C’est grâce aux nombreuses qualités humaines et à la compétence de M. le Premier ministre que les choses roulaient comme sur les rails. Du coup, le peuple congolais, du Nord au Sud, de l’Est à l’Ouest découvre cet homme jusque là inconnu du grand public. A titre de rappel, André Milongo, aussitôt élu Premier ministre, entame la modernisation de l’appareil public en introduisant l’informatique dans l’administration publique et une rigueur budgétaire sans précédent de l’appareil public.
A cela, il sied de signaler en passant, que c’est lui qui a mis sur orbite la démocratie congolaise dans des conditions difficiles.
En effet, il a accepté de s’abaisser, de s’humilier car il était tendu vers un unique but : réussir les élections démocratiques. Il était véritablement habité par cette responsabilité qui relevait pour lui du sacerdoce. Qui étudie ou juge le régime de la Transition sans tenir compte de ce paramètre ferait fatalement fausse route.
A l’élection présidentielle de 2002, André Milongo, voyant le spectre de la guerre arrivé, il décide sans aucune forme de procès de se retirer de la scène.
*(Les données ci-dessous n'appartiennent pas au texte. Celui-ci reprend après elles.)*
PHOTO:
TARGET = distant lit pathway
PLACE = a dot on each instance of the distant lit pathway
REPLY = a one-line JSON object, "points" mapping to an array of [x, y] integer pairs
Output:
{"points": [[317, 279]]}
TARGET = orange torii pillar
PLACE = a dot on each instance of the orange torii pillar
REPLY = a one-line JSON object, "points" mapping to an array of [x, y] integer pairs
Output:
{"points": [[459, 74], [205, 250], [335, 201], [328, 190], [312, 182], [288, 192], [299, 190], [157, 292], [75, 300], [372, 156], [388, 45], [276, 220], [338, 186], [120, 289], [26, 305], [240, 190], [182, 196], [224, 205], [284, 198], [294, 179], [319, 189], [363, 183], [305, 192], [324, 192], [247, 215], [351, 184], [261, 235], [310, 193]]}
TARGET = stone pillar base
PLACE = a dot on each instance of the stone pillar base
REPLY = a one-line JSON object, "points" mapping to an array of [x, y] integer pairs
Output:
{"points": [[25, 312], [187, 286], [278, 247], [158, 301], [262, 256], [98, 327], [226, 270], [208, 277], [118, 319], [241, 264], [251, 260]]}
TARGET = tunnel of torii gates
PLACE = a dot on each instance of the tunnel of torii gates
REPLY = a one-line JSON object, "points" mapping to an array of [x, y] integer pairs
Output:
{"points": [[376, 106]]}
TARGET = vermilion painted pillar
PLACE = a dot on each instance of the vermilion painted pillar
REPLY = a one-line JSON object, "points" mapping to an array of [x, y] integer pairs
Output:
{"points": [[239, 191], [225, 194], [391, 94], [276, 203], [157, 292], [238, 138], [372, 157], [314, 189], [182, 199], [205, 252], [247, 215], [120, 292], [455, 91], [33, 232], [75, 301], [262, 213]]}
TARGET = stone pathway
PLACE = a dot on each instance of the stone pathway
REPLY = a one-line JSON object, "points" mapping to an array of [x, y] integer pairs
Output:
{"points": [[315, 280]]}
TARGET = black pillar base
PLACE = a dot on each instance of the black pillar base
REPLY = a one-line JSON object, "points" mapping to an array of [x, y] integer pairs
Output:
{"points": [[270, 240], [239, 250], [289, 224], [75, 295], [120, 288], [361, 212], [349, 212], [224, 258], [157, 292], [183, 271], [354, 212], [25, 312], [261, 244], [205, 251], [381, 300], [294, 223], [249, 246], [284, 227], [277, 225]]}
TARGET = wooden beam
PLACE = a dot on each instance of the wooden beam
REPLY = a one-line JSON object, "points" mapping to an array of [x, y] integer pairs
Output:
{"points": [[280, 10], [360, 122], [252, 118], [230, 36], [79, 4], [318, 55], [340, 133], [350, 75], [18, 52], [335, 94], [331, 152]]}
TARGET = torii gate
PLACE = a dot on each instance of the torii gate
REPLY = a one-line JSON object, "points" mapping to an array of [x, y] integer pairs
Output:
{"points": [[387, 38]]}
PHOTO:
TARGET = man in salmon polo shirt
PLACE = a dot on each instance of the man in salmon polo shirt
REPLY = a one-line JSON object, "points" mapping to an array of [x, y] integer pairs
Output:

Dans un environnement où son action incomprise était interprétée par ses détracteurs comme une trahison où était l’objet de calomnie, il répondait stoïquement : «J’ai toujours placé l’intérêt supérieur de la nation avant toute autre considération ; voila pourquoi, malgré les provocations et les humiliations de toutes sortes, j’ai cherché à éviter à notre peuple les épreuves douloureuses où l’égoïsme et les ambitions des politiciens véreux ont voulu m’entraîner, j’ai sacrifié à l’idéal de paix et d’unité nationale qui m’a toujours animé.»
André Milongo était une perle rare qui avait la maîtrise de soi et de la chose publique. Quand on lui posait la question sur les finances, il ne cessait de répondre sans détours que : «Ma conception du pouvoir n’est pas celle du pouvoir pour le pouvoir, pour m’ouvrir les vannes de l’enrichissement, par la rapine de l’Etat mais celle de servir ce peuple qui m’aura accordé son suffrage en lui assurant un plein développement aussi bien économique, social que moral. Machiavel n’a jamais été mon auteur de chevet.»
En ce début d’année, point n’est besoin de faire des discours démagogiques car, le peuple sait bien qu’il y a un grand fossé entre la bouche et le coeur des dignitaires du pouvoir actuel qui ne se cachent pas de narguer 90% des Congolais qui vivent dans la misère.
Ah, si nos dignitaires pouvaient suivre l’exemple d’André Milongo, qui avait tout entre ses mains cela serait une bonne chose car ils rentreront dans l’histoire.